PhD Student University of Florida Gainesville, United States
Background: Topiramate is utilized for various medical conditions. Risk mitigation strategies to prevent prenatal exposure due to its potential teratogenic effect need to consider condition-specific risk-benefit, but it is unclear how prenatal exposure varies across conditions.
Objectives: We aimed to compare prenatal exposure rates and contraceptive use among topiramate initiators across approved or off-label indications (epilepsy, migraine, chronic pain, obesity, bipolar disorder).
Methods: This retrospective cohort study used MerativeTM Marketscan® Research databases from 2011-2019. We included the first available episode of female patients aged 14-53, newly initiating single-agent topiramate products with no documented history of infertility within 6 months of prior enrollment.

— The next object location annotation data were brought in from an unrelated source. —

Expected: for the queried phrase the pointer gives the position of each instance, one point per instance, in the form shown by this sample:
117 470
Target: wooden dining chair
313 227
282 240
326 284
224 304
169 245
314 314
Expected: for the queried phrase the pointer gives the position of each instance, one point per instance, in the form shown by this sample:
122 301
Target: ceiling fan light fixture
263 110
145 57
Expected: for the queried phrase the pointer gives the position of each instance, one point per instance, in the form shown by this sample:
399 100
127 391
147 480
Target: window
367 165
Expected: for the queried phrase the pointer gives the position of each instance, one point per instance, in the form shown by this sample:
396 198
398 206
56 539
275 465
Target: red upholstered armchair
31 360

Participants were followed until infertility diagnosis, estimated conception, disenrollment, end of study, or end of treatment. Treatment ended at exhaustion of dispensed days’ supply and absence of a new topiramate dispensing claim within 14 days. Exposure periods ended earlier if ≤45 weeks enrollment was available thereafter to ensure capture of pregnancy. To assign indications we prioritized diagnoses immediately preceding treatment initiation. We calculated crude and age-standardized (to 2015 US Census data) prenatal exposure rates to topiramate by indications. We also estimated hormonal contraceptive use during topiramate treatment episodes (pills, vaginal rings, patches, injectables, intrauterine devices including copper, and implants).
Results: We identified 108,672 women who newly initiated topiramate. Among those, there were 55.1% with chronic pain, 26.7% with migraine, 10.3% with obesity/overweight, 5.9% with bipolar disorder, and 2.1% with epilepsy. Contraceptive use was highest among women with migraine (29% with ≥1 day of contraceptive use) and lowest among those with chronic pain (20%). Topiramate users with epilepsy had the highest crude rate of prenatal exposure (2.36 per 100 person-years, 95%CI: 1.54-3.62), and those with chronic pain had the lowest (1.11, 95% CI: 0.96-1.28). After age standardization, we observed the highest rate of prenatal topiramate exposure in patients with epilepsy (2.69, 95%CI: 1.61-4.09) and the lowest in those with bipolar disorder (1.65, 95%CI: 1.07-2.36).
Conclusions: Less than one-third of topiramate users had concomitant contraceptive use. The rate of conception during topiramate use varied across indications. While use during pregnancy might have been intended in some cases (e.g., weighing risk-benefit for seizure control), enhanced patient counseling and risk mitigation for other potential uses (e.g., obesity) might be needed.